Inside NCR

National Catholic Reporter, Oct 11, 1996 by Tom Fox

Under the sweeping Republican-sponsored welfare-reform bill signed into law by President Bill Clinton in August, legal immigrants will lose their food stamps, disabled will face Supplemental Security Income--SSI--benefits cuts, and it is predicted that more than 1 million additional children will be pushed into poverty.

But make no mistake--not all plates will be empty.

Catholic Charities officials say they've got heaping portions of work and responsibility facing them as the continuing battle to forge humane welfare policy now shifts to the state level.

"We have predicted disaster, destitution and degradation," said Sharon Daly, Catholic Charities USA's deputy for social policy. "Now we have to try to prove ourselves wrong and minimize the damage by getting states to make the best use of their discretion."

The landmark federal welfare law slashes America's 60 year-old social safety net, putting at greater risk poor women and children; it decimates public assistance for legal immigrants; puts a life time limit of five years on welfare benefits; and requires welfare recipients -- many poorly educated and untrained -- to begin working two years after receiving welfare.

But as Daly points out, there is much the lay, does not do, leaving it up to the states, for example, to decide whether to impose a family cap by denying additional benefits to children born to a mother who already receives welfare. State lawmakers also must determine whether a pregnant teenager will be required to live with her parents in order to receive welfare; and they have the authority to shorten the federal five-year limitation provision.

"The whole community -- local governments, business, foundations, other nonprofits, the whole religious community -- everybody's got to be mobilized," said Daly, "and it means our people are going to be working much harder." Not only must the policy issues be addressed, she pointed out, at the same time social services providers have to make sure the people losing their safety net benefits don't go homeless and hungry.

"Direct services, advocacy and convening -- bringing together all the players in the private, nonprofit and business sectors to figure out a solution -- that's our traditional role," Daly said of Catholic Charities. "But now it's really going to be life or death."

William Rasberry, a columnist with The Washington Post Writers Group, in a column countering the doomsayers in the aftermath of the bill's passage, wrote, "Isn't it likely that organized religion will take a larger role in providing help (economic as well as spiritual) for society's needy?"

But according to Kathy Gallagher, associate director of the New York State Catholic Conference, "Catholic Charities agencies already are working beyond their capacity. Government is looking to them and other private entities, saying, `You'll have to pick up the slack.' But we're not going to be able to. It's going to be massive, and I don't think we'll be able to pick up everybody who's left hungry and homeless."

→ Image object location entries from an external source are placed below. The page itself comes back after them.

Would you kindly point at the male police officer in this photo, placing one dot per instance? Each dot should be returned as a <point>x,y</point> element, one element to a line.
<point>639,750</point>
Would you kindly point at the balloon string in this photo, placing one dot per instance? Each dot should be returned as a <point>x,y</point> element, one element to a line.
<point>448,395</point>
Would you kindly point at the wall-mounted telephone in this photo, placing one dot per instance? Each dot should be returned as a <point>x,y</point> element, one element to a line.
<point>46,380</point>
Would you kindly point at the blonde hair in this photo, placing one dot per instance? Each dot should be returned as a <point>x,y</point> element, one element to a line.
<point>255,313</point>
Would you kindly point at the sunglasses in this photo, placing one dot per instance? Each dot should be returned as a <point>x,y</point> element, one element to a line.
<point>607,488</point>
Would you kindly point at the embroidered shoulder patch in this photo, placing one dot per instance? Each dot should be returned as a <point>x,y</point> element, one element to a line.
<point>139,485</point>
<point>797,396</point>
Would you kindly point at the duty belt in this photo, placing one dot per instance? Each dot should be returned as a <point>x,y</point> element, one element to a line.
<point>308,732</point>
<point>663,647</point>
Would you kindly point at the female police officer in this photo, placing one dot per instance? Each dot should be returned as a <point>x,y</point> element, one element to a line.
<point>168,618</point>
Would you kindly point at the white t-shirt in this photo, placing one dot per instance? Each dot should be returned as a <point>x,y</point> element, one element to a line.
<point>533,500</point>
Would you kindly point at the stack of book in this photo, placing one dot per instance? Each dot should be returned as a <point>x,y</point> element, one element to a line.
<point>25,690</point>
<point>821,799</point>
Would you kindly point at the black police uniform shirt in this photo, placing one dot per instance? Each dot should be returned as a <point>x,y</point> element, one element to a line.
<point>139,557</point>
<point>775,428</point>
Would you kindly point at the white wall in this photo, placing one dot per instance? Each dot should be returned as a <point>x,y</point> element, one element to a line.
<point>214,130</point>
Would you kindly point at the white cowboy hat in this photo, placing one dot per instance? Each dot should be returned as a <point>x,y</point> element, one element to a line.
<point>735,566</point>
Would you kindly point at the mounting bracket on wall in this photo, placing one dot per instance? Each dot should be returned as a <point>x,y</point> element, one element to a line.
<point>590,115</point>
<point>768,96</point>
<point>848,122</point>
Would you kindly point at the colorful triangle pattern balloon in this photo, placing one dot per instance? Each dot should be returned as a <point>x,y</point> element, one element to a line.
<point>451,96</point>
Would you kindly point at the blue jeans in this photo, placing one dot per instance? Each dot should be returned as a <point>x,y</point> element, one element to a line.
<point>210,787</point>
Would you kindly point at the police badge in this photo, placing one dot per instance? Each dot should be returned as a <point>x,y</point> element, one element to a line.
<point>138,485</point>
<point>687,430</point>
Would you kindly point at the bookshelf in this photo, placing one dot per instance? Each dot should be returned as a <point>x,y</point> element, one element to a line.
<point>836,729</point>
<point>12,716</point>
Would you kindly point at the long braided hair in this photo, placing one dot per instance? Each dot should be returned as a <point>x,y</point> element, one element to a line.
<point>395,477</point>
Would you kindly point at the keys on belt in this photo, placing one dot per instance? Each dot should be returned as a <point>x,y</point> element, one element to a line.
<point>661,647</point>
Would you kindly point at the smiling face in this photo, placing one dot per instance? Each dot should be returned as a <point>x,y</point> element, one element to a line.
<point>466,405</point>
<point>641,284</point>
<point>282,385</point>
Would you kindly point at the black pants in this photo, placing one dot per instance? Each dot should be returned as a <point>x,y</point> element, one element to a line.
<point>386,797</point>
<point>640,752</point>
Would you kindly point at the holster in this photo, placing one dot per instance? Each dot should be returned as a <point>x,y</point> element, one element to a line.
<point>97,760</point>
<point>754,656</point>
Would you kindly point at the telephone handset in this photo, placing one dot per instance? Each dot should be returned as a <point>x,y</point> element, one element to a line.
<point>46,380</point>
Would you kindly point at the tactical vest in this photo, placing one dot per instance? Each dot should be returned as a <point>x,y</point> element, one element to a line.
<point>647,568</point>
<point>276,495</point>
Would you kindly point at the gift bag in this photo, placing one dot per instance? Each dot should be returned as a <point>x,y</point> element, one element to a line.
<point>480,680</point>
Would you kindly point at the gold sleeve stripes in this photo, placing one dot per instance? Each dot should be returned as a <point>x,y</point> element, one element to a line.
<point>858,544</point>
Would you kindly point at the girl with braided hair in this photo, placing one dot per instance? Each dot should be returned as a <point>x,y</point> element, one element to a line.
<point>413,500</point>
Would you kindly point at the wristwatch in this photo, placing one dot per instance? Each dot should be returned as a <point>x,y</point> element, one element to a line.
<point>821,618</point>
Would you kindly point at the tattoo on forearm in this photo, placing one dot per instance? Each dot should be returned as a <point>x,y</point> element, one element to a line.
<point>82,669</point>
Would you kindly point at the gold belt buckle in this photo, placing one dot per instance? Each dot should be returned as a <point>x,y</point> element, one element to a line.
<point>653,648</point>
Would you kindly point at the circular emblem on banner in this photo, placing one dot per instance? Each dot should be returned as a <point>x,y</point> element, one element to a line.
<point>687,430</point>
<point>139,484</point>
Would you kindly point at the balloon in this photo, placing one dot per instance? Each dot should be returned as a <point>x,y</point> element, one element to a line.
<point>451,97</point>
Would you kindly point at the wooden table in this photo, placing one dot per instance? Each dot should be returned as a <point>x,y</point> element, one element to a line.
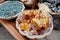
<point>11,27</point>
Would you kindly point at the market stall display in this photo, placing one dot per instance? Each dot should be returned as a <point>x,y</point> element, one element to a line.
<point>11,9</point>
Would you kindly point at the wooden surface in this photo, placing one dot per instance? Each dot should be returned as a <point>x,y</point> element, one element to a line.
<point>11,27</point>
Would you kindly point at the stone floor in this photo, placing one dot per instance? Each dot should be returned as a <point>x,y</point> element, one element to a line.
<point>5,35</point>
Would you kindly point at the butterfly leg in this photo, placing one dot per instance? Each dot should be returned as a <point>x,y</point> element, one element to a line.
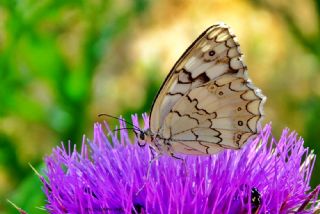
<point>155,156</point>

Through the services they provide, Catholic Charities nationwide gets about $1 billion in indirect federal funding. That amount is expected to be reduced, as each state now faces the weighty task of disbursing federal block grant funds that represent a $55 billion reduction in total federal welfare spending over the next six years, mainly by cutting Food Stamps and aid to some 900,000 legal immigrants.

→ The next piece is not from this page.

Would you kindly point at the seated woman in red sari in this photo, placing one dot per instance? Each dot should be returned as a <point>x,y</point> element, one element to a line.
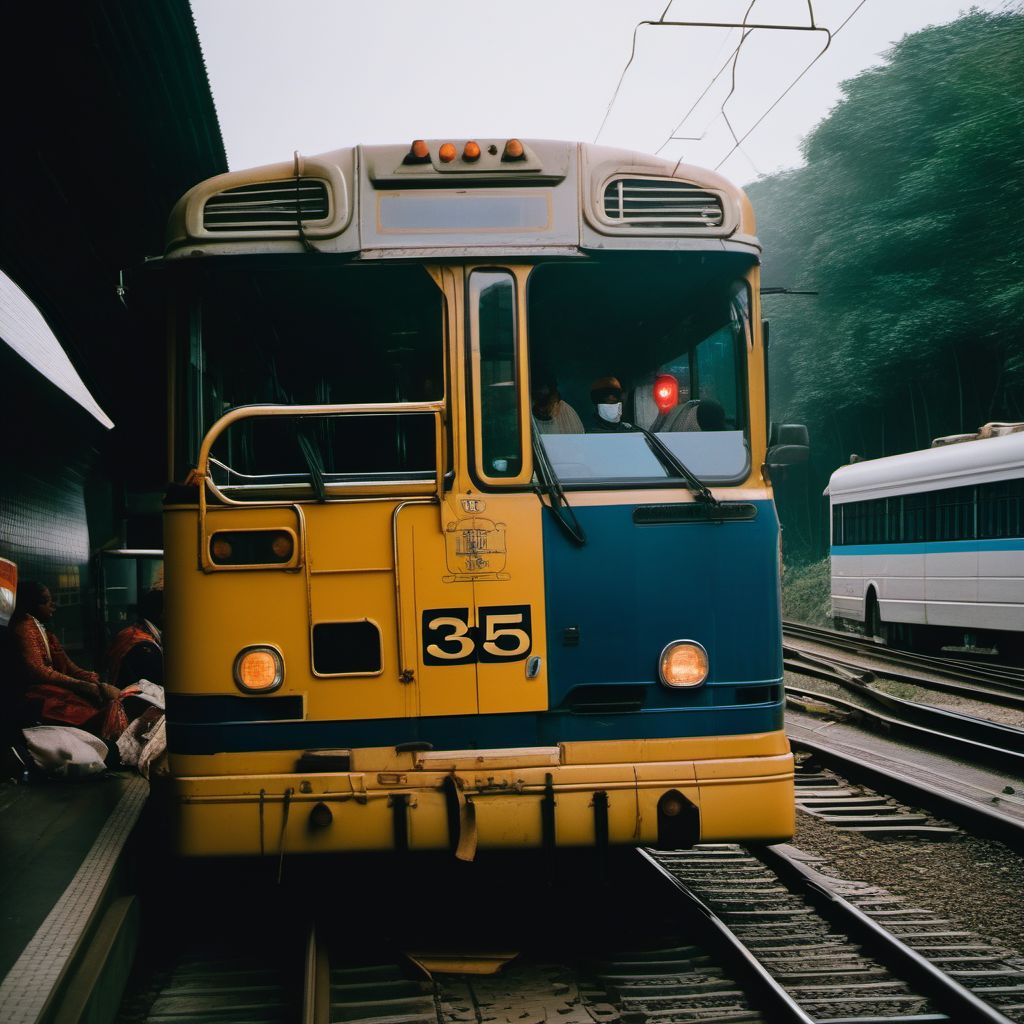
<point>56,690</point>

State lawmakers must also find or create work for heads of households in half of the more than 4 million families nationwide now receiving assistance. If they miss their targets, they could eventually lose up to 21 percent of their welfare funds. Yet, according to The Wall Street Journal, even the nation's best example of a successful welfare-to-work program in Riverside, Calif., managed to get just 39 percent of recipients working after three years.

In California, where some 400,000 legal immigrants stand to lose Food Stamps and other benefits, county governments that are required to pay for general assistance, the public assistance program of last resort for indigents, have begun actively encouraging people to become citizens. Santa Clara County supervisors in September allocated $140,000 to help the county's 17,000 eligible immigrants apply for naturalization. And President Clinton has directed Attorney General Janet Reno to reduce the bureaucracy of the citizenship process.

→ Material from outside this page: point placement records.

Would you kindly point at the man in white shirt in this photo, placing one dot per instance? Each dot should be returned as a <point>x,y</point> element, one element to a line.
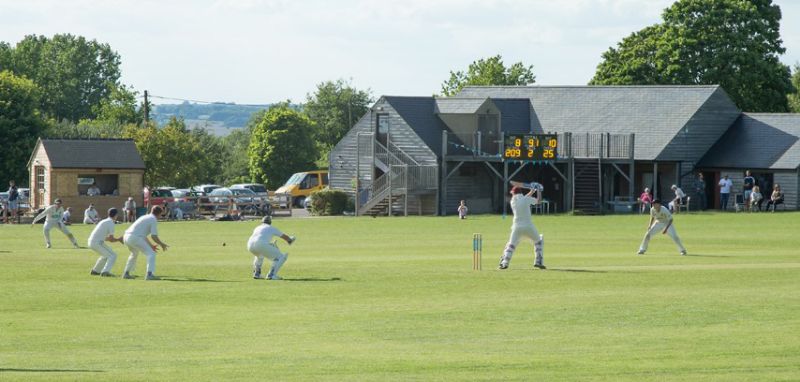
<point>261,245</point>
<point>663,222</point>
<point>93,190</point>
<point>136,240</point>
<point>104,231</point>
<point>129,209</point>
<point>674,205</point>
<point>725,185</point>
<point>523,227</point>
<point>53,215</point>
<point>90,215</point>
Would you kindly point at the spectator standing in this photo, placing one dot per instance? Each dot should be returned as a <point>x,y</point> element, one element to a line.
<point>13,202</point>
<point>749,183</point>
<point>129,209</point>
<point>700,191</point>
<point>756,199</point>
<point>776,197</point>
<point>93,190</point>
<point>725,185</point>
<point>675,204</point>
<point>645,199</point>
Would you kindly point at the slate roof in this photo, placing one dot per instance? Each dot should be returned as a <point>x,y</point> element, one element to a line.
<point>458,105</point>
<point>656,114</point>
<point>418,112</point>
<point>92,153</point>
<point>758,141</point>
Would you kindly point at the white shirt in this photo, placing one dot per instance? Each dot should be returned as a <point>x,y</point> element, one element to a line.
<point>725,185</point>
<point>89,216</point>
<point>51,214</point>
<point>521,206</point>
<point>102,230</point>
<point>265,233</point>
<point>662,215</point>
<point>145,225</point>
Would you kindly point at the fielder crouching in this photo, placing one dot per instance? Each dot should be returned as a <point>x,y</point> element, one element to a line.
<point>136,240</point>
<point>261,245</point>
<point>522,226</point>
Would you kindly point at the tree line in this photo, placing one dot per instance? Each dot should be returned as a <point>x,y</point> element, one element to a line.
<point>68,87</point>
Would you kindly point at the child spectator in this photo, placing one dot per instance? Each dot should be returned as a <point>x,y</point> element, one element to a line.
<point>462,210</point>
<point>756,198</point>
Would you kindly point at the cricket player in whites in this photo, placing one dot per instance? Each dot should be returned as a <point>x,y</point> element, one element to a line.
<point>522,226</point>
<point>53,215</point>
<point>104,231</point>
<point>136,240</point>
<point>663,222</point>
<point>261,246</point>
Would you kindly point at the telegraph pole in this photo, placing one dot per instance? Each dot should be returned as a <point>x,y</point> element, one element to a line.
<point>146,109</point>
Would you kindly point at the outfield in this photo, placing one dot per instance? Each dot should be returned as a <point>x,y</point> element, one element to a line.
<point>396,299</point>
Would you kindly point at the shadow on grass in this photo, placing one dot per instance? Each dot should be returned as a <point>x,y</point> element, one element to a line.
<point>313,279</point>
<point>10,370</point>
<point>194,280</point>
<point>574,270</point>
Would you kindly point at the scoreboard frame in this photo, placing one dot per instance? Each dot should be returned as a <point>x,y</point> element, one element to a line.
<point>530,147</point>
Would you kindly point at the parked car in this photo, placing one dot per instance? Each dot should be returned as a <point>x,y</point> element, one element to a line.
<point>206,188</point>
<point>245,199</point>
<point>159,196</point>
<point>302,184</point>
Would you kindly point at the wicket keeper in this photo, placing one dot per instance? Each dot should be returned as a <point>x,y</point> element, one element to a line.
<point>662,218</point>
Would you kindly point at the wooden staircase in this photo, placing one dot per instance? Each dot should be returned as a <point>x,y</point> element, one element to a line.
<point>587,188</point>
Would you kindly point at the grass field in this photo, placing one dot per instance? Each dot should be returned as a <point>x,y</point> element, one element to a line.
<point>396,299</point>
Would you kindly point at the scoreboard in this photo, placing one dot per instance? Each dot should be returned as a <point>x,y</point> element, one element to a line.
<point>531,147</point>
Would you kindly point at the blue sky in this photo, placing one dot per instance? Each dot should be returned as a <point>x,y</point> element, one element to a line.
<point>262,51</point>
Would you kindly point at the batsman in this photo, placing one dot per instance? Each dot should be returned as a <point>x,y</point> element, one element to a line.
<point>523,227</point>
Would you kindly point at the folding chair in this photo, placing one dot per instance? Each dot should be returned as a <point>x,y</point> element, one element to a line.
<point>738,203</point>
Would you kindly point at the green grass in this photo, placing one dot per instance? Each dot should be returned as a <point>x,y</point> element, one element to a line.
<point>396,299</point>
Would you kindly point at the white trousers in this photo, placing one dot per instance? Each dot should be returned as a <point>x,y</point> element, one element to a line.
<point>270,251</point>
<point>138,244</point>
<point>657,228</point>
<point>48,225</point>
<point>524,232</point>
<point>107,257</point>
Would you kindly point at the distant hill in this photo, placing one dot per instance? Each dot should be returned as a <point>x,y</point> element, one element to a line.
<point>219,118</point>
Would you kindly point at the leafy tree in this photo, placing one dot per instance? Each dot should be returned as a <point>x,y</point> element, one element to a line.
<point>173,155</point>
<point>20,125</point>
<point>733,43</point>
<point>794,98</point>
<point>282,143</point>
<point>334,107</point>
<point>74,74</point>
<point>489,71</point>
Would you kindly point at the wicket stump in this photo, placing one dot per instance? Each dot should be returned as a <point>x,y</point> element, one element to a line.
<point>477,251</point>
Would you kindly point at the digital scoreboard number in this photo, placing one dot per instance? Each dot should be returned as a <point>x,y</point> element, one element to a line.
<point>531,147</point>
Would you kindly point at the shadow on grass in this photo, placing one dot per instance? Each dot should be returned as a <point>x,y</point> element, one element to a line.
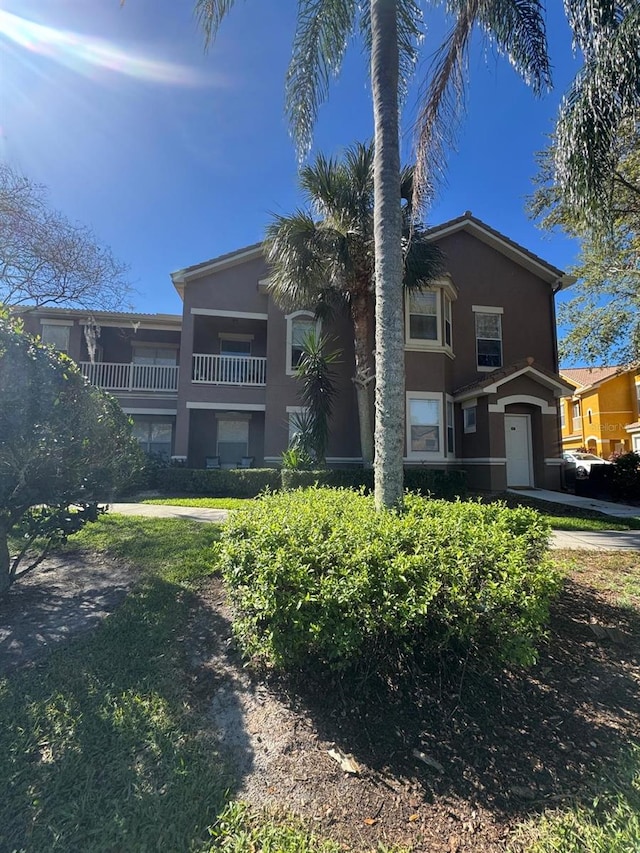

In San Jose, Calif., on Sept. 18, nearly 11,000 people were sworn in as citizens during the largest naturalization ceremony in the history of the San Francisco Bay Area. Applications at Immigration and Naturalization Service offices around California, home to the largest population of immigrants in the country, have reportedly soared.

Daly expects outreach to immigrants, many of whom live in isolated communities, to be a key role for Catholic Charities, too. "As of next year, immigrants who are legally present in this country, many who have worked here for years, will be unable to get SSI no matter how old or disabled they are," she said.